Brazilian service members receive training for law enforcement missions that increase in frequency in the country.
According to the Brazilian Constitution, the mission of the Armed Forces is to ensure the country’s defense, guarantee constitutional powers, and enforce law and order. The guarantee of law and order (GLO) was among the topics addressed at a seminar organized by the fourth LAAD Security conference, an international public and corporate security trade fair held in São Paulo, April 10-12, 2018.
Major Valter Silva Cruz, lead instructor of the Brazilian Army’s (EB, in Portuguese) Training Center for Operations on Law and Order Assurance (CIOpGLO, in Portuguese) was invited to speak on this subject. CIOpGLO is the only institution in the Brazilian Armed Forces specializing in the training of service members for missions “the country’s president only orders after exhausting all other public safety options,” Maj. Silva Cruz said. He noted two operations as examples: Operations Archangel (Arcanjo) and St. Francis (São Francisco), in which thousands of service members contributed to restoring peace in three large favelas of Rio de Janeiro, between 2010 and 2015.

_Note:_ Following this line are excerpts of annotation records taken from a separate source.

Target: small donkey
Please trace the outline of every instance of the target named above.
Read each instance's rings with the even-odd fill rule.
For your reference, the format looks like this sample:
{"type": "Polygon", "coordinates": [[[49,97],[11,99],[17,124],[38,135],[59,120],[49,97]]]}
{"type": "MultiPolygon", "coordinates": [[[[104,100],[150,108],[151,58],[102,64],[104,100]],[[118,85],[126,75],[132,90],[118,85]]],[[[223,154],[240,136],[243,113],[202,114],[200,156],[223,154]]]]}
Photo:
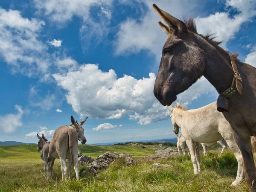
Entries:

The center, founded in 2005, has trained nearly 4,000 men and women of the Armed Forces. The institution, which has two training exercises and courses scheduled for 2018, must also fulfill one additional responsibility this year: certify all service members of the Eastern Military Command who will be sent to the state of Rio de Janeiro, as part of the federal intervention, ongoing since February.
Some 400 service members have already received training at CIOpGLO. “We prepared a specific training course for those service members, focused on what the intervention calls for,” Maj. Silva Cruz said. Training lasted three days, with morning and evening activities, including urban warfare, shooting, and confined space maneuvering courses—training in line with situations that can be encountered in low-income communities of Rio de Janeiro.
Expanding capacity
CIOpGLO is a subordinate school of the 28th Light Infantry Battalion, with headquarters in the city of Campinas, in São Paulo state. In its decade of operations, the center expanded its training capacity beyond GLO operations. As such, the institution is set to receive a new name: the Training Center for Military Operations in Urban Environments. According to Maj. Silva Cruz, urban environment activities comprise an array of operations that include GLO.
As a result, CIOpGLO also trains service members from all branches of the Armed Forces. In December 2017, a first urban combat defense training course, designed specifically for the Brazilian Navy and the Brazilian Air Force (FAB, in Portuguese), took place with the participation of EB service members.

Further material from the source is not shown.